In this penultimate post in the How We Grow series we hear from campaign co-chair Will Stoutamire. Will is an Assistant Professor of History and Co-Director of the Center for Public History at the University of West Georgia.
Why are you a member of NCPH?
I joined the National Council on Public History (NCPH) more than a decade ago, as a first-year graduate student in the public history program at Arizona State University (ASU). New to the field, with only a couple unpaid internships under my belt, I wasn’t exactly sure how much I would benefit from membership in a large, national organization. But Noel Stowe—director of the ASU public history program and one of the founding members of NCPH 40 years ago— was insistent. All of his students, if possible, needed to be a part of this organization. Noel understood, as I later came to realize, that the professional and personal relationships developed through membership in NCPH and regular attendance at the annual meetings would prove invaluable to our careers.
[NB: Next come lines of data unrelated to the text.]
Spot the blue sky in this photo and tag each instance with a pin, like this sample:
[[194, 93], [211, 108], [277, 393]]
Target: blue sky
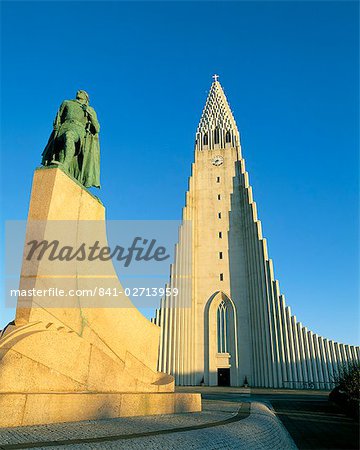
[[290, 71]]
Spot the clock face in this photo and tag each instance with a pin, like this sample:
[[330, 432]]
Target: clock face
[[217, 160]]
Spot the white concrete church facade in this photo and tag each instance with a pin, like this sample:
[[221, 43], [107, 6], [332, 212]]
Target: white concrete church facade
[[230, 323]]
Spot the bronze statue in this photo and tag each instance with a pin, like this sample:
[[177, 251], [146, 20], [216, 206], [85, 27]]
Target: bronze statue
[[74, 143]]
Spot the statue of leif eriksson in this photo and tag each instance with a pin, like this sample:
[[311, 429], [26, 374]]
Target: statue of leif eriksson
[[74, 143]]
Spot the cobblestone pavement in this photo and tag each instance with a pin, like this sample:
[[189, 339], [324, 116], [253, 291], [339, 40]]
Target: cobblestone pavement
[[261, 430]]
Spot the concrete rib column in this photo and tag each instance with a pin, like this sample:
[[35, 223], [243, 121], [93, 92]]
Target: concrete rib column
[[276, 369], [330, 364], [312, 359], [343, 353], [244, 216], [318, 363], [297, 352], [286, 343], [291, 345], [334, 359], [324, 362], [255, 381], [299, 328], [254, 284], [308, 355], [284, 375]]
I remain a member today because Noel was correct in a myriad of ways. Like many of our other How We Grow authors, I’ve found NCPH invaluable for the professional network it provides. The relationships I’ve been able to develop with other practitioners have helped see me through the difficult challenges of our field — finding that first full-time job, navigating career change, wrestling with ways to better interpret our often difficult and contentious pasts. And the annual meetings serve as a much-needed “booster shot,” providing me with renewed energy and fresh ideas to help tackle the problems or challenges in my own work.
How has the NCPH Endowment fund helped you in your work as a public historian?
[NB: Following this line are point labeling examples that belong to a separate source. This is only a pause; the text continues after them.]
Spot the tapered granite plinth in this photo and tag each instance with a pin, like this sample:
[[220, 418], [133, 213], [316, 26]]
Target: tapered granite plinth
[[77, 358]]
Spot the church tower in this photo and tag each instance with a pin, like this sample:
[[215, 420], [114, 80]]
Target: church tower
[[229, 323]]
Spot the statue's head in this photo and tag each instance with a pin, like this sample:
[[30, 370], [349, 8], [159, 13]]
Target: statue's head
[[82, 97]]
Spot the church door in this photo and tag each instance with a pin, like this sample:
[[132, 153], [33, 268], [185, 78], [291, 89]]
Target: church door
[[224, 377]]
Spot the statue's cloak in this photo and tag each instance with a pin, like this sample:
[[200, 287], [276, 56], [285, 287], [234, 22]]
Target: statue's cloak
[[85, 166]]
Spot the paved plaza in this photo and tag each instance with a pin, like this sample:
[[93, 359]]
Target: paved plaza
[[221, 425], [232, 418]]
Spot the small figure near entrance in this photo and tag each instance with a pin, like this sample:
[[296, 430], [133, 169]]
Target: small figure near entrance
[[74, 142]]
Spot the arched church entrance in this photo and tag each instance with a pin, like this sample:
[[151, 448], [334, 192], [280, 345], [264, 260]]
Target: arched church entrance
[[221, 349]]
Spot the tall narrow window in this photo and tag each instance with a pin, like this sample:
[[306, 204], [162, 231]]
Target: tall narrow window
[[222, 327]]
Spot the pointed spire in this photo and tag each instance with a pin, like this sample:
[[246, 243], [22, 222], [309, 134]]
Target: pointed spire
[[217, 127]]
I’ve most directly benefited from the NCPH Endowment fund as the 2016 recipient of the New Professional Travel Award, which provided financial support for presenting at the 2016 Annual Meeting in Baltimore. At the time, I was the director and sole professional staff person at a small historic house museum on the campus of the University of Nebraska at Kearney. New to the position and fresh out of graduate school, I appreciated the opportunity to speak about my work and engage in important conversations about the challenges I faced with other professionals from across the country. The award proved important at home as well, helping me to gain further support for my efforts to redevelop the museum among university administrators and the museum’s advisory board.
In what way would you like to see NCPH further support public historians?
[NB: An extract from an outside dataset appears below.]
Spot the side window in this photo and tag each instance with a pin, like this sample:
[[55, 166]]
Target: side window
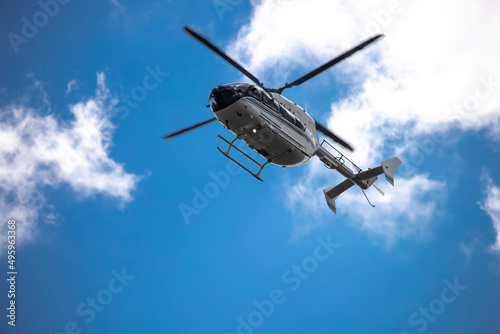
[[255, 93], [291, 118], [271, 103]]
As NCPH continues to grow, I would like to see the Endowment fund provide additional support for regional and local public history work through webinars, mini-cons, and other low-cost opportunities for exposure to the latest ideas and issues in public history. Many of us are fortunate enough to be able to regularly attend the annual meeting. But for others this is a financially difficult proposition—especially students, new professionals, and those who work at institutions that cannot (or do not) provide travel funding. What are some creative ways our growing national organization can also continue to help serve the needs of the thousands of public historians on the ground who are attempting to put history to work in their worlds?
~Will Stoutamire is an Assistant Professor of History and Co-Director of the Center for Public History at the University of West Georgia.